CLEVR’s power lies not only in its scenes or questions, but in its semantic functional language. This symbolic language encodes each question as an executable logic program, enabling a precise and controllable parallel to natural language.


A compositional grammar with formal semantics

Every CLEVR question is generated from a sequence of functional operators acting over a structured scene graph. These operators behave like pure logic functions: they receive inputs (filters, objects, relations) and return new sets, attributes, or truth values.

For example, filter_color(red, scene()) returns all red objects. When combined with count(), it produces a question like: “How many red objects are there?”
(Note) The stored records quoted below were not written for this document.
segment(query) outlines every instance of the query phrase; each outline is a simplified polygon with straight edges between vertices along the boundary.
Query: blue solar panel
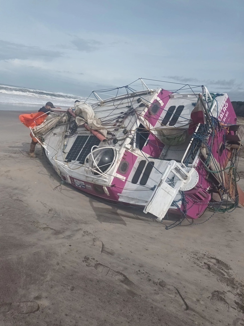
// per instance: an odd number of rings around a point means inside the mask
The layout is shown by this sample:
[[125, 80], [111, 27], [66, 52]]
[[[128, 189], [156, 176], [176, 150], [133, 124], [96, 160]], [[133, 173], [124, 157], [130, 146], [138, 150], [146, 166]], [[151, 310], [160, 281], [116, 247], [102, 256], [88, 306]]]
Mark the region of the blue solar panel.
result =
[[98, 146], [100, 142], [101, 141], [97, 138], [96, 136], [90, 136], [76, 161], [78, 161], [81, 164], [84, 164], [86, 157], [89, 153], [90, 153], [92, 146], [94, 145]]
[[89, 136], [77, 136], [65, 159], [68, 162], [75, 161]]
[[100, 143], [100, 141], [96, 136], [77, 136], [65, 160], [67, 162], [77, 161], [81, 164], [84, 164], [86, 157], [90, 153], [92, 146], [98, 146]]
Structural parallel to natural language

CLEVR’s language was designed to map directly and transparently to English syntax. Consider the following program:

Functional program:
equal_size(filter_shape(cube), filter_shape(sphere))

Generated question:
“Is the cube the same size as the sphere?”

This mapping enables each sentence to have a precise, symbolic trace. Every word and phrase corresponds to a logic step, and errors can be analyzed with fine semantic granularity.

Core CLEVR operators
  • filter_color, filter_shape, filter_size: filter by attributes
  • relate: spatial relations (left, right, front, behind)
  • query_*: extract properties (color, size, shape, material)
  • count: count objects after filtering
  • equal_*, compare_integer: compare quantities or attributes
Cognitive benefits

This symbolic approach eliminates ambiguity and makes semantic complexity explicit. It supports exact supervision, structured evaluation, and controlled linguistic variation for generalization testing.
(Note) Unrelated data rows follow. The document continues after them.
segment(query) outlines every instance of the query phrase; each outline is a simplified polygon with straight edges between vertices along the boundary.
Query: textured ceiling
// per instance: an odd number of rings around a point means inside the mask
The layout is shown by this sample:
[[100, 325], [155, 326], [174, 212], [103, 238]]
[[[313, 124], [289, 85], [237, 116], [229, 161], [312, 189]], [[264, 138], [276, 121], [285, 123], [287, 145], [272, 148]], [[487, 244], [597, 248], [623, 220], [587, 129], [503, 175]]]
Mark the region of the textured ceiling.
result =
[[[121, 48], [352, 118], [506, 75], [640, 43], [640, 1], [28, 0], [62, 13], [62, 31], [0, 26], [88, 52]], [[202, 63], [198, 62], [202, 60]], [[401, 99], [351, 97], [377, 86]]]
Accepted values for CLEVR operators

The following table summarizes valid inputs for CLEVR’s most frequent operators. These define the full semantic universe of the synthetic scenes.

Operator Accepted values Description
filter_color red, blue, green, gray, brown, purple, cyan, yellow Filters objects by color. Eight possible values.
filter_shape cube, sphere, cylinder Filters by geometric shape.
filter_size small, large Filters by relative object scale.
filter_material rubber, metal Differentiates soft vs. hard materials.
relate left, right, front, behind Selects objects in spatial relation to a reference.
query_color, query_size, etc. Inherits from attribute domain Returns a property (e.g., color) of a single filtered object.
equal_* , compare_integer Binary comparison Returns true/false based on equality or magnitude comparison.
count Returns integer Counts the number of objects matching a filter chain.

CLEVR’s functional language acts as an intermediate formalism: structured like code, expressive like language.